Batrachyla nibaldoi
- Conservation status: Least Concern (IUCN 3.1)

Scientific classification
- Kingdom: Animalia
- Phylum: Chordata
- Class: Amphibia
- Order: Anura
- Family: Batrachylidae
- Genus: Batrachyla
- Species: B. nibaldoi
- Binomial name: Batrachyla nibaldoi Formas, 1997

= Batrachyla nibaldoi =

- Authority: Formas, 1997
- Conservation status: LC

Species of frog

Batrachyla nibaldoi is a species of frog in the family Batrachylidae. It is endemic to Chile and known from the Los Lagos and Aysén Regions between Villa O'Higgins in the south and Kent and Melchor Islands in the north; there is a record from Alao Island further north but this might represent Batrachyla taeniata. The specific name nibaldoi honors Nibaldo Bahamonde, Chilean marine biologist, in recognition of his "remarkable contribution to the development of the zoology in Chile". Common name Nibaldo's wood frog has been coined for it.

==Description==
Adult females measure 35–41 mm in snout–vent length; male length is not reported. The snout is rounded in dorsal view and sloping in lateral profile. The tympanum is visible; the supra-tympanic fold is evident. The fingers and toes are slender and have moderately pointed tips. The fingers have no webbing whereas the toes have thin, basal webbing. Dorsal ground color is from light brown or yellowish brown to grayish, with dark brown spots that forming longitudinal lines. There is a dark canthal band, continuing behind the eye to the tympanic region.

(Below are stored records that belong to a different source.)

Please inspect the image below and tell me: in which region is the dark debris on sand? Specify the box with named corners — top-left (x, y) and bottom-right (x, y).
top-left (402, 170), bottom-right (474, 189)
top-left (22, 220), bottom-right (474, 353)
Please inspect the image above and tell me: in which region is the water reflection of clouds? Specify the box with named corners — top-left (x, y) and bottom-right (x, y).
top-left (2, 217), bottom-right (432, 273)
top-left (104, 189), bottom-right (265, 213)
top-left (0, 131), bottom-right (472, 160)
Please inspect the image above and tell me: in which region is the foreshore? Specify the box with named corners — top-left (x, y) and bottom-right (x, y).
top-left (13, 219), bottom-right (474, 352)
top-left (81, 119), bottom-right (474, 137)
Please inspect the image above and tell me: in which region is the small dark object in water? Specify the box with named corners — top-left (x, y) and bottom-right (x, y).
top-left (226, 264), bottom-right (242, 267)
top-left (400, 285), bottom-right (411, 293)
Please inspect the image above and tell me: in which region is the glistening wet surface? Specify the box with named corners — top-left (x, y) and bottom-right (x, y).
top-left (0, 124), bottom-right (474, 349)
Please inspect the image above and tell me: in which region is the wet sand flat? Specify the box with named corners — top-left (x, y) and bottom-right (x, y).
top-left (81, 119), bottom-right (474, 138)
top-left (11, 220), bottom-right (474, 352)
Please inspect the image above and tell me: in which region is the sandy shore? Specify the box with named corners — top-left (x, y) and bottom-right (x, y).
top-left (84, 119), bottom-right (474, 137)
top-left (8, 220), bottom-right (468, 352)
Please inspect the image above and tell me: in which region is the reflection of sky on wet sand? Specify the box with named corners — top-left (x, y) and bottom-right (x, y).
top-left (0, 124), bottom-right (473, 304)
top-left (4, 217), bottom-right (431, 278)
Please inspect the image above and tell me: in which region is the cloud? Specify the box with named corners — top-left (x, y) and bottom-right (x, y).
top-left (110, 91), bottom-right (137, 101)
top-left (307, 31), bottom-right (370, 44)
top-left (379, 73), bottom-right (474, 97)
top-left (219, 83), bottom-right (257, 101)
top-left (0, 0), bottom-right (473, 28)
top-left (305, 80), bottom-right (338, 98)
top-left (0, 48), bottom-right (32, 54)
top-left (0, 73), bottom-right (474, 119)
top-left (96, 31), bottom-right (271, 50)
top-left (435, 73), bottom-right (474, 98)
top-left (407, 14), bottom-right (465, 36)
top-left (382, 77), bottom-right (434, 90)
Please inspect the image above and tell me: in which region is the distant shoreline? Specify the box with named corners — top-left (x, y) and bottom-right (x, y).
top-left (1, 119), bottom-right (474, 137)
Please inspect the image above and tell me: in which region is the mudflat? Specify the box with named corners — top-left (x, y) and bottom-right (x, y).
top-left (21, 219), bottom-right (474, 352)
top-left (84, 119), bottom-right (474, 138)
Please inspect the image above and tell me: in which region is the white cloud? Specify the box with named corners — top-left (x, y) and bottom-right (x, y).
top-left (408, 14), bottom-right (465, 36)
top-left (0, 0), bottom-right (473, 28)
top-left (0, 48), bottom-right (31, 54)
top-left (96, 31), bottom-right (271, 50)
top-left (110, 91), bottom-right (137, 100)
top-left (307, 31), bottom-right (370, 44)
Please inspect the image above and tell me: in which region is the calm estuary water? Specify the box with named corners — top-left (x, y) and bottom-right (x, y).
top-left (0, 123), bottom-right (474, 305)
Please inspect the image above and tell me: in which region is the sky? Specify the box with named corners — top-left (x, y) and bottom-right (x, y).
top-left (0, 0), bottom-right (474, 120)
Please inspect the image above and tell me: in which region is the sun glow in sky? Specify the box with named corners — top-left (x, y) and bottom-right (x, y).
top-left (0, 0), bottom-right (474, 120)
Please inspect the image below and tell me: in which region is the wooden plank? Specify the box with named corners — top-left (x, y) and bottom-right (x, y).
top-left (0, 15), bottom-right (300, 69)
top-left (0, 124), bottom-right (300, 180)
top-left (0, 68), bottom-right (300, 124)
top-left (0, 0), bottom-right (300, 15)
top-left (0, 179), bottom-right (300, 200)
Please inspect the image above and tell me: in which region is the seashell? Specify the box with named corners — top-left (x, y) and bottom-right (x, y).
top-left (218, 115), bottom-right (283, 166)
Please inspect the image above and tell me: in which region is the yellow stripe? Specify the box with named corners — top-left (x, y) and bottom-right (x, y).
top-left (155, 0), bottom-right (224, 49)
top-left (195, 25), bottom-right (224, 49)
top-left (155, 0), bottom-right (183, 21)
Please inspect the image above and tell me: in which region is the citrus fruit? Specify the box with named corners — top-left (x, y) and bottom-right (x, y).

The ventrum is white.

==Habitat and conservation==
Batrachyla nibaldoi occur in steppe habitat in valleys surrounded by forest of Nothofagus antarctica, Nothofagus betuloides and Drymis winteri. They are often found under logs rocks and in shrub habitat. Males call from lagoons and temporary pools with plenty of vegetation. Eggs are laid under rocks and moss and when rain floods, larvae develop in the water.

This species is locally abundant, including along the Carretera Austral. Its range includes protected areas, e.g., Laguna San Rafael National Park. The introduced American mink is a potential threat.